Some nuggets from the latest full minutes of the BBC Trust, with attendees at Great Portland Street inhaling Nando's fumes from below over a draining two-day session.
The cheeky BBC executive have 'banked' the closure of BBC3 as a broadcast service in their 2015/16 budget, and have secured Trust approval allowing it to limp to a close in that guise. The Trust has waived the condition that it needs to broadcast 100 hours of new factual programming this year "as it might only operate for six months of this year". It's also being allowed to reduce peak time origination from 70% to 60%. Of course, the Trust harrumphs, this all "might need to be revisited
once the Trust had reached a decision following the conclusion of
the public value test." But presumably the commissioning supply line has already been ruptured ?
It looks like the BBC is still struggling to improve the diversity of its audience...
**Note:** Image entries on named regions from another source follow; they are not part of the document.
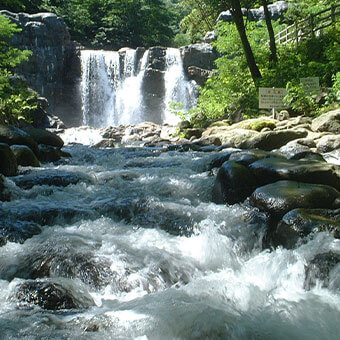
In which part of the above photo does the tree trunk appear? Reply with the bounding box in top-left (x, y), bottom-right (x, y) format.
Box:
top-left (230, 0), bottom-right (262, 84)
top-left (262, 0), bottom-right (277, 63)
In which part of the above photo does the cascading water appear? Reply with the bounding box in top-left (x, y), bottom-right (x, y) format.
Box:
top-left (81, 48), bottom-right (196, 127)
top-left (0, 132), bottom-right (340, 340)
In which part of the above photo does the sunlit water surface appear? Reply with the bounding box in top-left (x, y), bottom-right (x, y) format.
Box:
top-left (0, 136), bottom-right (340, 339)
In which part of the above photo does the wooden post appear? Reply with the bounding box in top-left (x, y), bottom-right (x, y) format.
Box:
top-left (295, 22), bottom-right (299, 47)
top-left (331, 5), bottom-right (335, 24)
top-left (310, 14), bottom-right (315, 39)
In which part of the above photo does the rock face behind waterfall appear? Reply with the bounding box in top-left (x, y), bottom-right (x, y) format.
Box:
top-left (0, 11), bottom-right (81, 125)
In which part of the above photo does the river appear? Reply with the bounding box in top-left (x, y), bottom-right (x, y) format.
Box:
top-left (0, 131), bottom-right (340, 340)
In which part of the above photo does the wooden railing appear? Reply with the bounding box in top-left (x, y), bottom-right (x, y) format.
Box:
top-left (275, 4), bottom-right (340, 44)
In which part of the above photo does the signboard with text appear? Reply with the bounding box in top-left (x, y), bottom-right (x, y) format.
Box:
top-left (300, 77), bottom-right (320, 93)
top-left (259, 87), bottom-right (287, 109)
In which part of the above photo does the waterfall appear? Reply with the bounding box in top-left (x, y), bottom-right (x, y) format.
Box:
top-left (81, 48), bottom-right (195, 127)
top-left (164, 48), bottom-right (196, 123)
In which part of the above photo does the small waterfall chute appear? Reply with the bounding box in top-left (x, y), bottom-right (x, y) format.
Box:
top-left (81, 48), bottom-right (195, 127)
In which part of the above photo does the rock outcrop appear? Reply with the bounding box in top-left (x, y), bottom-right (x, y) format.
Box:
top-left (0, 10), bottom-right (81, 126)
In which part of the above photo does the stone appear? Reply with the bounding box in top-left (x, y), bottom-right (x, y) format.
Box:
top-left (229, 149), bottom-right (281, 166)
top-left (202, 123), bottom-right (307, 151)
top-left (304, 252), bottom-right (340, 290)
top-left (290, 151), bottom-right (326, 162)
top-left (312, 109), bottom-right (340, 134)
top-left (187, 66), bottom-right (214, 86)
top-left (180, 44), bottom-right (219, 72)
top-left (212, 161), bottom-right (256, 204)
top-left (0, 125), bottom-right (39, 155)
top-left (183, 128), bottom-right (204, 139)
top-left (203, 31), bottom-right (217, 44)
top-left (316, 134), bottom-right (340, 152)
top-left (249, 158), bottom-right (340, 190)
top-left (0, 11), bottom-right (82, 127)
top-left (250, 181), bottom-right (340, 218)
top-left (11, 281), bottom-right (94, 310)
top-left (22, 126), bottom-right (64, 149)
top-left (0, 174), bottom-right (11, 202)
top-left (273, 209), bottom-right (340, 248)
top-left (0, 143), bottom-right (18, 176)
top-left (11, 145), bottom-right (40, 167)
top-left (38, 144), bottom-right (61, 163)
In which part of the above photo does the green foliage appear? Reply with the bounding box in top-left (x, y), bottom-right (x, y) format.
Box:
top-left (0, 16), bottom-right (37, 123)
top-left (283, 82), bottom-right (318, 116)
top-left (42, 0), bottom-right (178, 49)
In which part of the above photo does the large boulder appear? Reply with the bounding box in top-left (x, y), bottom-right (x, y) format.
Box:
top-left (0, 10), bottom-right (82, 126)
top-left (250, 181), bottom-right (340, 218)
top-left (181, 44), bottom-right (218, 72)
top-left (202, 125), bottom-right (308, 151)
top-left (212, 161), bottom-right (256, 204)
top-left (273, 208), bottom-right (340, 248)
top-left (0, 143), bottom-right (18, 176)
top-left (316, 134), bottom-right (340, 152)
top-left (11, 145), bottom-right (40, 167)
top-left (249, 158), bottom-right (340, 190)
top-left (312, 109), bottom-right (340, 134)
top-left (0, 125), bottom-right (39, 155)
top-left (22, 126), bottom-right (64, 149)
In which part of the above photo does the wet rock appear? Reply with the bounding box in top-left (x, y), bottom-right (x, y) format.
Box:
top-left (180, 44), bottom-right (218, 72)
top-left (0, 174), bottom-right (11, 202)
top-left (38, 144), bottom-right (61, 162)
top-left (229, 149), bottom-right (277, 166)
top-left (304, 252), bottom-right (340, 290)
top-left (212, 161), bottom-right (256, 204)
top-left (183, 128), bottom-right (204, 139)
top-left (316, 135), bottom-right (340, 152)
top-left (12, 281), bottom-right (94, 310)
top-left (249, 158), bottom-right (340, 190)
top-left (0, 143), bottom-right (18, 176)
top-left (0, 125), bottom-right (39, 155)
top-left (250, 181), bottom-right (340, 218)
top-left (22, 126), bottom-right (64, 149)
top-left (11, 145), bottom-right (40, 167)
top-left (273, 209), bottom-right (340, 248)
top-left (312, 109), bottom-right (340, 134)
top-left (0, 220), bottom-right (41, 246)
top-left (209, 150), bottom-right (235, 170)
top-left (13, 170), bottom-right (90, 189)
top-left (188, 66), bottom-right (214, 86)
top-left (290, 151), bottom-right (326, 162)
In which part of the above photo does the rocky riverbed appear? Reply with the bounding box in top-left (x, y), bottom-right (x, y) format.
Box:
top-left (0, 110), bottom-right (340, 339)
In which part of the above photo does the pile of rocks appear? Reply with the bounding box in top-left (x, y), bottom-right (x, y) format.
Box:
top-left (0, 125), bottom-right (69, 176)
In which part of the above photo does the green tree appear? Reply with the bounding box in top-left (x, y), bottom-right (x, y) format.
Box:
top-left (0, 15), bottom-right (36, 123)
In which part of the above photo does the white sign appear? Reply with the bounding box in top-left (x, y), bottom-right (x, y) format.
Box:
top-left (300, 77), bottom-right (320, 93)
top-left (259, 87), bottom-right (287, 109)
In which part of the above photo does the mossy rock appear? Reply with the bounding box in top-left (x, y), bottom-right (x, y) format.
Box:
top-left (0, 143), bottom-right (18, 176)
top-left (11, 145), bottom-right (40, 167)
top-left (231, 117), bottom-right (276, 132)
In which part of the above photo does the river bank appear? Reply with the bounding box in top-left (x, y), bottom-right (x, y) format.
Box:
top-left (0, 110), bottom-right (340, 339)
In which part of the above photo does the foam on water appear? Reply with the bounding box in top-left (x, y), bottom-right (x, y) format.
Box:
top-left (0, 133), bottom-right (340, 339)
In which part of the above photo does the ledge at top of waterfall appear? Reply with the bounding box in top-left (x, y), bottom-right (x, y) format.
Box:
top-left (81, 48), bottom-right (196, 127)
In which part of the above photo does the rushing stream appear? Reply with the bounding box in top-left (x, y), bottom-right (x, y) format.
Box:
top-left (0, 131), bottom-right (340, 339)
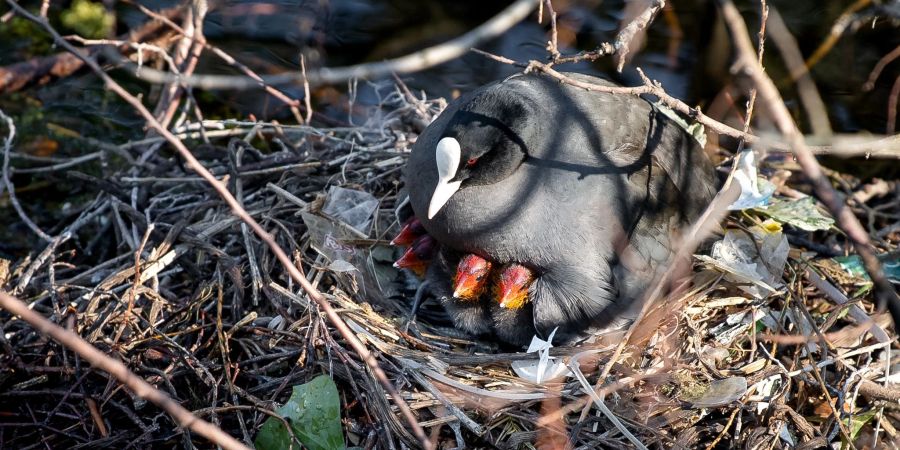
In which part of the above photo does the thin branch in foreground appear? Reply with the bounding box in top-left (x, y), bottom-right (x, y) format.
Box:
top-left (6, 0), bottom-right (432, 449)
top-left (721, 0), bottom-right (900, 336)
top-left (110, 0), bottom-right (540, 90)
top-left (0, 292), bottom-right (250, 450)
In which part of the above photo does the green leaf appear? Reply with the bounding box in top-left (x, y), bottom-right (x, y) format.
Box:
top-left (754, 197), bottom-right (834, 231)
top-left (254, 375), bottom-right (344, 450)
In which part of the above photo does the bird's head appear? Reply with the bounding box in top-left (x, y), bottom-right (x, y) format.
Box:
top-left (428, 91), bottom-right (537, 219)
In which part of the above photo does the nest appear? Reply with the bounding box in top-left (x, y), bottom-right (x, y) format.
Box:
top-left (0, 82), bottom-right (900, 448)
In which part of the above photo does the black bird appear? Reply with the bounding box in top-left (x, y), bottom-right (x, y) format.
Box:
top-left (405, 74), bottom-right (716, 344)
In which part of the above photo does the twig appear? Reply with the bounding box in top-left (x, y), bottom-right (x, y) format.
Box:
top-left (109, 0), bottom-right (540, 90)
top-left (0, 292), bottom-right (249, 450)
top-left (759, 9), bottom-right (832, 139)
top-left (0, 110), bottom-right (53, 242)
top-left (614, 0), bottom-right (666, 72)
top-left (0, 0), bottom-right (432, 449)
top-left (721, 0), bottom-right (900, 334)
The Director-General reported that Black, Asian and minority
ethnic (BAME) audiences continued to spend less time with the BBC
than the UK average, and the time spent by Black audiences had
shown a noticeable decrease in the last few years. This was the
case for most of the UK’s broadcasters.
To enliven the two days, the Trust got the McKinsey floor show from Suzanne Heywood and Jay Scanlan that had previously gripped the Executive, on "trends and changes in the
commercial global media market.".
And Lord Hall tantalised them with news of further work on "yield".